Now, this is not a company that is struggling to sell its products. It is a company which is trying to cut costs and move jobs to lower cost locations such as our very own. In fact, it is an seven decade old company which holds a significant global market share in the segment in which it operates.
- Plants are operating at full capacity and future growth relies on Capex. Current fixed assets = 1000 Crs. Capex for next 3 years = 1200 Crs.
- German politicians are already doing everything they can to retain jobs within their geographies. As of today, cost economics are winning over politics and business is moving to India. This may or may not turn out to be the case, in the future.
- Margins drop due to fluctuation in raw material prices. Although margins have stayed relatively stable for the company in the past, there is no guarantee that they will be able to pass on commodity price risks over to their customers in the future and remains a key risk for investors.

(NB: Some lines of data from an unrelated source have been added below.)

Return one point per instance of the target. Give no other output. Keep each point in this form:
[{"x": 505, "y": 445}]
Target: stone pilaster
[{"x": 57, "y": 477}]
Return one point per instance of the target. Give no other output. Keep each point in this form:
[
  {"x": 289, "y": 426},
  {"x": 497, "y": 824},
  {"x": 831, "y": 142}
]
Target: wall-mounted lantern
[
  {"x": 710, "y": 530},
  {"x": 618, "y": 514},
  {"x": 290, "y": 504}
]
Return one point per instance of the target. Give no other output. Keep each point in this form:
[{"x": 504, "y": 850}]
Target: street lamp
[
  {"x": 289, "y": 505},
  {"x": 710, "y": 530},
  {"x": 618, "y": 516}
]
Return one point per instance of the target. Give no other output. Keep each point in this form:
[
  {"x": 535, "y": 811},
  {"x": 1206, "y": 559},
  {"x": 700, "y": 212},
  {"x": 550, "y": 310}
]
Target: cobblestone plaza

At the time of this writing, the business trades at 50 times earnings. For a business where things can change quickly, does it make sense to value the business based on a P/E multiple?
I’ll leave you with that thought.
Disclaimer: Invested in the Indian co. from lower levels. These are my views and are not to be construed as investment advice. As always, please do your own research before proceeding to buy/sell/hold.
5th Jan 2022
2 thoughts on “The drawbacks of using the PE ratio as a valuation tool”
No…PE would be misleading here . But Barath, the 14 EU plants(12 in Germany) , do they account for all the sales of the german entity ? Are there other factories besides those 14 ?
That is an unknown. What is known is that they have 43 plants in Europe and 10 R&D centers. How much of that comes to the Indian entity remains to be seen.